C’est le 29 janvier dernier que se sont tenues deux séances publiques de consultations sur le projet de train à grande vitesse (TGV) Alto à la salle Louis-Renaud de Brownsburg-Chatham. Environ 450 personnes auraient participé à l’une ou l’autre séance afin d’en apprendre plus sur le projet mais aussi pour faire part de leurs inquiétudes.
Rappelons que le projet de TGV Alto devrait relier Québec à Toronto, soit une distance d’environ 1000 km, avec des trains électriques roulant à plus de 300 km/h. Le premier tronçon qui devrait être réalisé devrait être celui entre Montréal et Ottawa et celui-ci devrait traverser à la rivière des Outaouais à la hauteur de la MRC d’Argenteuil.
Les séances de consultation tenues le 29 janvier dernier font parties de la vingtaine qui sont organisées par Alto le long du tracé. De type portes ouvertes, le public déambulait de kiosque en kiosque pour en apprendre plus sur divers aspects du projet tout en pouvant faire part de leurs interrogations et inquiétudes au personnel d’Alto.
Philippe Archambault, vice-président communications pour Alto, affirme que la population démontre énormément d’intérêt pour ce projet. « Les gens arrivent avec des questions, des craintes et des suggestions, mentionne-t-il. Les discussions sont très franches, très constructives. Ça nous permet de capter les commentaires qui vont nous assurer d’avoir une approche qui va nous éviter de revivre ce qui a été vécu dans le passé. »

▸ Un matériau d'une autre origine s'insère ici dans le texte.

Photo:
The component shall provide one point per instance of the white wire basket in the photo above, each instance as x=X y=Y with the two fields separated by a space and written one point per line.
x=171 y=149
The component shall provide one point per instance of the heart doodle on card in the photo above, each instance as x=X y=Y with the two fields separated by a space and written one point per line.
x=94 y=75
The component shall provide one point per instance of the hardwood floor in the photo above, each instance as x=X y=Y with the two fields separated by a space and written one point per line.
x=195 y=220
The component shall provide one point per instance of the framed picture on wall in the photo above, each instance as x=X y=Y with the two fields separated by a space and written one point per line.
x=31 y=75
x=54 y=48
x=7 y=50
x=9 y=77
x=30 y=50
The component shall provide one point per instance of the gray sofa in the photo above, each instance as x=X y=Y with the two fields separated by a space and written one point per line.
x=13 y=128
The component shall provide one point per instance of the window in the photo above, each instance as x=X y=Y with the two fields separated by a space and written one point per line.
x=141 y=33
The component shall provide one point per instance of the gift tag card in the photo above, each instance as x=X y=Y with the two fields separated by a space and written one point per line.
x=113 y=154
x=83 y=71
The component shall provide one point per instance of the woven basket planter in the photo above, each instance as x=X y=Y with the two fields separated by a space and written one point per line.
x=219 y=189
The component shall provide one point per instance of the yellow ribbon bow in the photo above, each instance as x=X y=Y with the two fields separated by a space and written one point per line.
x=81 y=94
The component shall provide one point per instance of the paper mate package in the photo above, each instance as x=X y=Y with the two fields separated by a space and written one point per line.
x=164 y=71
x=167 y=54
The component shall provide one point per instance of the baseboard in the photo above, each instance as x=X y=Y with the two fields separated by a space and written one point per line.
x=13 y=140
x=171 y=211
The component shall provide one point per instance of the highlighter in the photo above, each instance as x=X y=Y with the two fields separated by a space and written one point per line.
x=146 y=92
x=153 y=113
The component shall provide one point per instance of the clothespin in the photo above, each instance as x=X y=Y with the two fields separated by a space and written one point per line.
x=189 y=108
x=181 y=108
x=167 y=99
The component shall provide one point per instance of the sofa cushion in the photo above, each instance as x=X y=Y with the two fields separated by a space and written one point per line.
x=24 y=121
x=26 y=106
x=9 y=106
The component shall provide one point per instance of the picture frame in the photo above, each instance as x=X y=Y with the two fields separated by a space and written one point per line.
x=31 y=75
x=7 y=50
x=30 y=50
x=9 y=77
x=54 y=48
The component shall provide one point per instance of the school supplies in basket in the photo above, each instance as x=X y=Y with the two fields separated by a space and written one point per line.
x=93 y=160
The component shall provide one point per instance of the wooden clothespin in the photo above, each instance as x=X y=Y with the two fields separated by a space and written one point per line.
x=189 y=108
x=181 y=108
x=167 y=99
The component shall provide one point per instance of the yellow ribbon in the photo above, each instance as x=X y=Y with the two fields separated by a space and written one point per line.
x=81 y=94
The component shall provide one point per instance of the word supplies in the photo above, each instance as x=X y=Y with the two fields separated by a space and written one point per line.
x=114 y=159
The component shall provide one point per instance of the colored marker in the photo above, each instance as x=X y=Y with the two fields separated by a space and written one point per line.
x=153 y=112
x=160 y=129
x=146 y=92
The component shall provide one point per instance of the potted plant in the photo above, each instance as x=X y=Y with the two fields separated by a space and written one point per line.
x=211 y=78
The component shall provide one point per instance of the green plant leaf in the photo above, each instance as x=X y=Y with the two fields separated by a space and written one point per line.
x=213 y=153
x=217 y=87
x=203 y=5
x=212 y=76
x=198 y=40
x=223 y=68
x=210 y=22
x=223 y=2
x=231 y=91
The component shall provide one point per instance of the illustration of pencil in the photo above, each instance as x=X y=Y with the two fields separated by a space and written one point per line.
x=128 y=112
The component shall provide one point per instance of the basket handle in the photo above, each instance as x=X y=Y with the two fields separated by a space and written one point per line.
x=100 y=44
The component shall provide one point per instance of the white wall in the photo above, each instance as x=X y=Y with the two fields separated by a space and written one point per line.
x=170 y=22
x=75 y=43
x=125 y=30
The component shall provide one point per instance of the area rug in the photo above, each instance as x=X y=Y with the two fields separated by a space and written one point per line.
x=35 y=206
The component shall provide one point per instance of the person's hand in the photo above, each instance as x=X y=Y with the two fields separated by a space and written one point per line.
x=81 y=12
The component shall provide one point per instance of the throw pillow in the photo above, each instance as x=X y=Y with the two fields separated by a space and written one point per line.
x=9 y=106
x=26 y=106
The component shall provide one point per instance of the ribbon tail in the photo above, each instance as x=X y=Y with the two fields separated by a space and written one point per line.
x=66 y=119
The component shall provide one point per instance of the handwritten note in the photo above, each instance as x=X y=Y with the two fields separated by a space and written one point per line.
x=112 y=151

Le passé, comme certains citoyens ont soulevé, est la crainte d’expropriations massives comme lors de la construction de l’aéroport de Mirabel dans les années 70. Monsieur Archambault souligne cependant que le projet et l’approche sont toutes les deux différentes qu’il y a 50 ans.
« On n’est pas dans la même approche qu’à Mirabel où il y avait eu de l’expropriation beaucoup plus que ce qui avait été nécessaire, dit-il. On va y aller à l’essentiel : on a un corridor de 1000 km de long mais on n’a qu’une emprise de 60 mètres de large seulement. »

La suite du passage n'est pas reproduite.